Mit zunehmendem Umweltbewusstsein ihrer Kundinnen und Kunden setzen Unternehmen oft auch in ihrer Werbung einen Fokus auf Nachhaltigkeit. Ob und wann sie dabei ihre Produkte als "klimaneutral" bewerben dürfen, hat am heutigen Donnerstag der Bundesgerichtshof (BGH) geprüft.
Im konkreten Fall hatte die Frankfurter Wettbewerbszentrale gegen den Lakritz- und Fruchtgummihersteller Katjes geklagt, weil dieser in einem Lebensmittel-Fachblatt damit geworben hatte, alle Produkte des Unternehmens würden klimaneutral produziert.
Werbung mit dem Begriff "klimaneutral"
Das sei irreführend, fand die Wettbewerbszentrale, da der Herstellungsprozess der Süßigkeiten an sich nicht emissionsfrei sei, sondern die Firma zum Ausgleich lediglich Klimaschutzprojekte finanziell unterstütze (Az. I ZR 98/23). Dem Verbraucher würden wichtige Informationen vorenthalten. Erläuternde Angaben müssten schon in der Werbung selbst auftauchen und dürften nicht erst, wie im Fall Katjes, über einen QR-Code online abrufbar sein, so die Wettbewerbszentrale.
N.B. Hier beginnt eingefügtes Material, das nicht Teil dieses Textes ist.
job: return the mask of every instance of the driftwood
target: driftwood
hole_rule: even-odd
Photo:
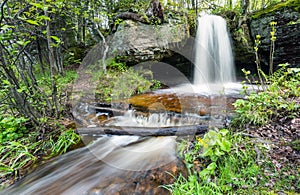
[[[190,125],[178,127],[87,127],[78,128],[81,135],[136,135],[136,136],[185,136],[206,133],[212,127],[209,125]],[[222,128],[219,126],[218,128]]]

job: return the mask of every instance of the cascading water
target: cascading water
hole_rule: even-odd
[[[226,21],[215,15],[199,18],[194,84],[226,83],[234,80],[233,55]]]
[[[233,81],[232,52],[225,20],[218,16],[205,16],[199,19],[198,26],[194,84]],[[93,90],[86,87],[89,84],[87,78],[85,76],[74,91],[90,94],[94,88],[93,85]],[[185,100],[182,97],[181,100],[175,102],[176,105],[181,104],[181,109],[192,110],[186,109],[185,104],[197,109],[198,104],[193,104],[198,103],[195,98]],[[84,121],[84,126],[95,125],[88,117],[91,110],[86,105],[90,102],[81,102],[84,101],[76,102],[80,112],[74,109],[74,117]],[[214,109],[219,113],[219,109]],[[116,122],[111,120],[112,124],[107,125],[157,127],[199,124],[199,117],[186,117],[184,120],[177,116],[170,118],[167,113],[137,117],[129,111],[125,116],[115,118]],[[175,143],[174,136],[103,136],[86,147],[53,159],[0,194],[166,194],[167,191],[159,186],[172,182],[174,178],[170,174],[186,171],[174,168],[181,162],[176,157]],[[162,182],[162,178],[167,181]]]

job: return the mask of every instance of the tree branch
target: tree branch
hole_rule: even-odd
[[[78,128],[81,135],[133,135],[133,136],[186,136],[199,135],[211,129],[209,125],[191,125],[178,127],[90,127]],[[218,128],[222,128],[221,126]]]

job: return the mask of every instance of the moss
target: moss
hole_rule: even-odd
[[[284,9],[284,8],[292,8],[295,11],[299,11],[299,8],[300,8],[299,0],[289,0],[286,2],[281,2],[281,3],[275,4],[275,5],[271,5],[271,6],[267,7],[266,9],[254,12],[251,17],[252,17],[252,19],[256,19],[262,15],[272,13],[272,12],[275,12],[277,10]]]

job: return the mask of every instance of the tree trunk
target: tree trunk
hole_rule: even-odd
[[[222,128],[222,127],[219,127]],[[180,127],[91,127],[78,128],[76,132],[81,135],[132,135],[132,136],[186,136],[199,135],[211,129],[208,125],[191,125]]]

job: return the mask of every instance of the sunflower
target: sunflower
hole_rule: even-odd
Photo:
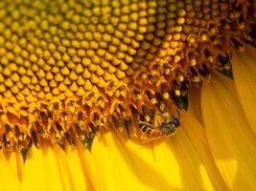
[[[255,0],[2,0],[0,190],[253,190]]]

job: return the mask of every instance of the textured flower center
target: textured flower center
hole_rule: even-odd
[[[254,1],[2,0],[0,148],[91,143],[101,129],[151,140],[232,46],[255,46]]]

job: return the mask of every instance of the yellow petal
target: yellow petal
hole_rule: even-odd
[[[202,87],[202,115],[211,152],[229,189],[256,186],[256,142],[243,109],[216,78]]]
[[[92,155],[103,190],[215,190],[218,184],[182,129],[148,144],[106,133],[94,142]],[[221,183],[216,187],[224,190]]]
[[[247,47],[246,53],[234,53],[234,78],[241,104],[256,135],[256,49]]]
[[[202,164],[209,175],[216,190],[226,190],[226,185],[217,169],[214,159],[210,152],[209,144],[205,134],[205,129],[189,113],[181,115],[181,125],[198,152]]]
[[[29,151],[24,166],[22,190],[62,190],[61,179],[53,150],[47,143]]]
[[[143,150],[140,158],[128,153],[123,141],[113,132],[101,135],[94,141],[92,156],[102,190],[156,190],[154,177],[158,174],[153,170],[153,163],[147,163],[151,157],[148,159]]]
[[[70,168],[69,166],[65,153],[57,144],[53,144],[53,150],[56,156],[57,163],[61,177],[63,190],[76,190],[74,185],[74,177],[70,172],[72,168]],[[75,162],[76,160],[74,160],[74,163]]]
[[[191,88],[188,93],[189,107],[188,111],[192,116],[197,118],[201,124],[203,124],[201,107],[200,107],[200,97],[201,97],[201,89],[200,88]]]
[[[15,170],[12,170],[10,161],[3,156],[3,154],[0,154],[0,190],[20,190],[20,180]]]
[[[95,138],[94,142],[97,142],[97,138]],[[97,171],[98,170],[97,165],[92,157],[92,154],[85,148],[84,145],[82,145],[82,143],[80,140],[77,139],[76,144],[77,144],[77,150],[78,150],[79,157],[80,157],[80,162],[81,164],[81,168],[84,174],[84,179],[88,180],[87,181],[88,190],[103,190],[101,188],[101,180],[99,178],[100,175]],[[94,143],[93,143],[93,146],[94,146]],[[70,162],[72,162],[72,156],[70,156],[70,158],[71,158]],[[102,165],[100,165],[99,167],[101,168]],[[105,182],[102,182],[102,183],[105,183]],[[90,187],[92,187],[93,189]]]

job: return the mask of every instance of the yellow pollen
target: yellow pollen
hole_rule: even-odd
[[[241,2],[2,0],[0,150],[76,135],[90,145],[105,127],[171,134],[170,104],[230,71],[232,46],[255,46],[253,1]]]

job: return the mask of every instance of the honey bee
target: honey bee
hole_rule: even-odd
[[[162,137],[173,135],[176,128],[180,125],[180,116],[178,112],[177,114],[178,117],[175,117],[173,115],[168,115],[169,117],[162,122],[158,122],[158,125],[153,125],[150,121],[139,121],[138,126],[140,130],[147,135],[146,141],[151,141]]]

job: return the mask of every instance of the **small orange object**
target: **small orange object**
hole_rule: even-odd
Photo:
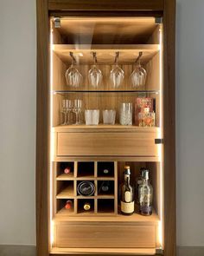
[[[70,210],[73,207],[73,202],[71,200],[67,200],[66,205],[65,205],[65,208],[67,210]]]

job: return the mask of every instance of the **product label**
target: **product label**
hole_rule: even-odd
[[[126,203],[129,203],[131,201],[131,194],[130,191],[124,192],[124,200]]]
[[[134,212],[134,201],[125,203],[121,201],[121,211],[124,213],[131,213]]]

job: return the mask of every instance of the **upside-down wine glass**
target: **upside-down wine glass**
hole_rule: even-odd
[[[92,85],[94,88],[98,88],[100,85],[103,75],[101,70],[99,68],[97,68],[96,52],[92,52],[92,58],[94,63],[92,65],[92,68],[88,72],[88,80],[90,85]]]
[[[112,69],[110,74],[110,79],[112,81],[113,88],[118,88],[124,77],[124,70],[118,66],[118,58],[119,58],[119,52],[116,52],[116,57],[114,62],[114,68]]]
[[[133,88],[143,86],[146,82],[147,72],[140,63],[142,56],[143,52],[139,52],[139,56],[136,60],[136,68],[131,75],[131,80]]]
[[[77,88],[80,86],[80,82],[82,80],[82,75],[80,71],[75,68],[76,59],[73,56],[73,52],[69,53],[72,58],[72,65],[65,73],[65,78],[67,86]]]

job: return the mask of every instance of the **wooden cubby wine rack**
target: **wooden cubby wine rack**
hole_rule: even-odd
[[[117,214],[118,213],[118,163],[117,161],[68,161],[54,162],[55,202],[54,213],[57,215],[85,214]],[[69,167],[70,173],[64,174],[64,168]],[[109,174],[103,174],[102,168],[108,168]],[[83,181],[91,181],[95,187],[94,194],[82,196],[77,192],[78,185]],[[103,181],[110,181],[110,192],[101,193],[99,187]],[[71,210],[65,208],[66,201],[72,200]],[[89,202],[91,209],[85,211],[83,203]]]

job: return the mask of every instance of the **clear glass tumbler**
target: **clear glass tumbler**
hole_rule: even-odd
[[[115,124],[115,120],[116,120],[116,110],[114,109],[103,110],[104,124]]]
[[[99,122],[99,109],[85,110],[85,121],[86,125],[98,125]]]
[[[132,103],[120,104],[119,122],[121,125],[132,125]]]

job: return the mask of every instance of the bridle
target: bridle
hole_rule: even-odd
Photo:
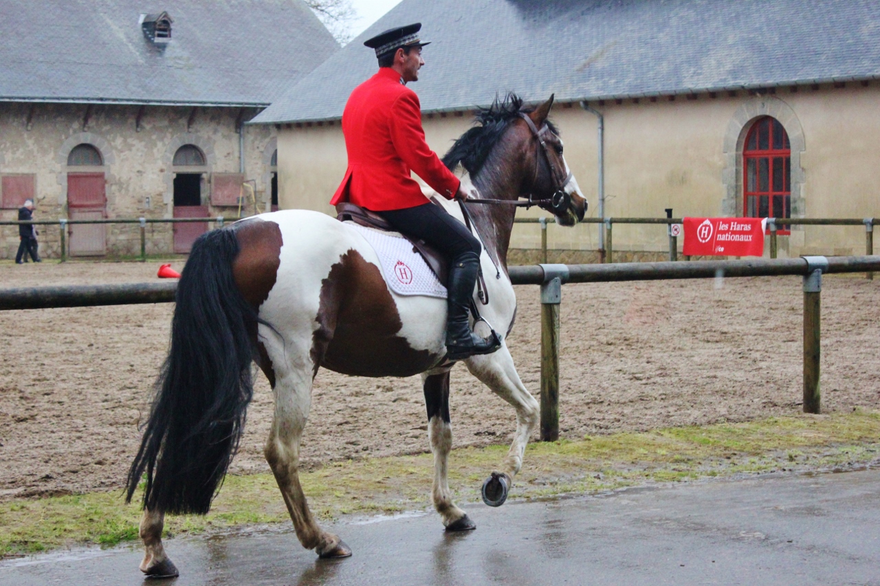
[[[562,172],[561,170],[557,171],[556,166],[553,164],[553,159],[550,158],[550,152],[547,150],[547,143],[544,141],[544,135],[550,131],[550,127],[545,124],[541,127],[540,130],[535,126],[535,123],[532,121],[528,114],[519,113],[519,117],[525,121],[525,123],[529,127],[529,130],[532,131],[532,135],[538,139],[538,147],[544,151],[544,157],[546,159],[547,165],[550,167],[550,179],[554,184],[554,193],[549,199],[544,200],[535,200],[532,198],[532,194],[522,194],[519,195],[520,198],[526,198],[525,200],[517,199],[517,200],[491,200],[491,199],[468,199],[465,200],[466,203],[488,203],[488,204],[498,204],[498,205],[509,205],[515,206],[517,208],[525,208],[528,209],[532,206],[539,206],[543,209],[546,209],[552,212],[555,216],[564,216],[568,208],[571,206],[571,195],[565,191],[565,187],[568,185],[571,181],[572,172],[569,171],[568,174],[565,176],[564,179],[560,179]],[[535,156],[535,176],[532,184],[535,185],[538,183],[538,174],[540,171],[540,152],[537,152]]]

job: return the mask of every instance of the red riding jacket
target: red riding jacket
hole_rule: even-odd
[[[348,153],[345,179],[330,201],[351,201],[373,211],[427,203],[410,171],[438,194],[452,199],[460,181],[425,143],[415,92],[390,67],[351,92],[342,113]]]

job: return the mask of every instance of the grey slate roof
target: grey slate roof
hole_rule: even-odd
[[[167,11],[159,49],[138,23]],[[268,105],[339,50],[302,0],[0,0],[0,100]]]
[[[877,0],[403,0],[254,122],[332,120],[376,70],[363,41],[423,23],[424,111],[880,77]]]

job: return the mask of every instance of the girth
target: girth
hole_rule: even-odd
[[[381,230],[385,232],[396,232],[409,240],[413,245],[413,252],[418,253],[428,263],[429,267],[436,275],[437,279],[445,287],[449,280],[449,260],[436,248],[434,248],[424,240],[414,238],[407,234],[399,232],[391,223],[376,212],[370,211],[365,208],[351,203],[350,201],[341,201],[336,204],[336,219],[340,222],[354,222],[356,224]]]

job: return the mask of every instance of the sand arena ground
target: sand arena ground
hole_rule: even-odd
[[[180,269],[182,263],[175,263]],[[0,265],[3,287],[156,280],[158,263]],[[517,288],[509,346],[539,389],[538,288]],[[880,280],[825,277],[825,412],[880,408]],[[172,305],[0,312],[0,499],[113,490],[123,482],[168,344]],[[800,412],[800,277],[566,285],[562,437],[740,421]],[[506,443],[514,412],[452,373],[454,444]],[[260,375],[232,470],[268,472],[272,395]],[[306,467],[428,450],[418,377],[321,370],[304,437]],[[528,453],[524,465],[528,465]],[[454,465],[454,463],[453,463]]]

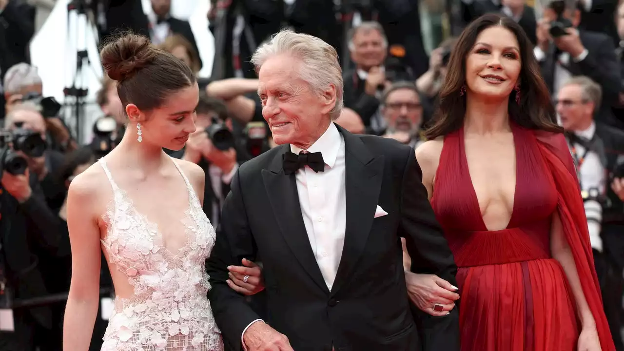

Vor dem ersten Zivilsenat des BGH ging es entsprechend unter anderem um die Frage, ob mit der Werbung ein Fachpublikum angesprochen worden sei, und ob von diesen Kreisen ein höherer Wissensstand zum Thema Klimaneutralität erwartet werden könne.
Die Anwältin aufseiten von Katjes argumentierte, der Begriff "klimaneutral" habe im Gegensatz zu anderen Werbeaussagen zur Nachhaltigkeit eines Produkts einen konkreten Inhalt. Der Begriff werde als ausgeglichene CO₂-Bilanz verstanden – die durch Vermeidung, aber eben auch durch Kompensation erreicht werden könne. Wann in dem Verfahren ein Urteil verkündet wird, ist noch offen.
Die Wettbewerbszentrale sieht sich nach der heutigen Verhandlung dennoch in ihrer Klage gestärkt. Geschäftsführer Reiner Münker erklärte in Karlsruhe, er gehe davon aus, dass der Senat an den bisherigen strengen Anforderungen für Umwelt- und Klimaaussagen in der Werbung festhalten wolle. Mit einer Klage auf Unterlassung hatte die Wettbewerbszentrale in den Vorinstanzen allerdings keinen Erfolg.
Umwelthilfe hat vergleichbaren Prozess bereits gewonnen
Einen ähnlichen Rechtsstreit gab es im vergangenen Jahr am Landgericht Karlsruhe um die Bezeichnung von Produkten der Drogeriemarktkette dm als "klimaneutral" und "umweltneutral" (Az. 13 O 46/22 KfH).
Anders als bei Katjes entschied das Gericht hier auf eine Klage der Deutschen Umwelthilfe hin, dass dm seine Eigenmarken nicht mehr mit den beiden Begriffen bewerben darf. Verbraucher müssten einen Hinweis zu den Maßnahmen, die der Hersteller als Ausgleich etwa für CO₂-Emissionen während der Produktion ergreifen, schon auf der Verpackung erkennen können.
Strengere Auflagen für Unternehmen, die mit ihrer Nachhaltigkeit werben, sind etwa auf EU-Ebene in der Mache. Das EU-Parlament gab im Januar grünes Licht dafür, dass vage Aussagen zur Umweltverträglichkeit von Produkten verboten werden sollen, wenn es dafür keinen Nachweis gibt. Damit soll "Greenwashing", also dass Produkte umweltfreundlicher dargestellt werden als sie eigentlich sind, deutlich eingeschränkt werden. Zudem wird gerade an einer Green-Claims-Richtlinie gearbeitet.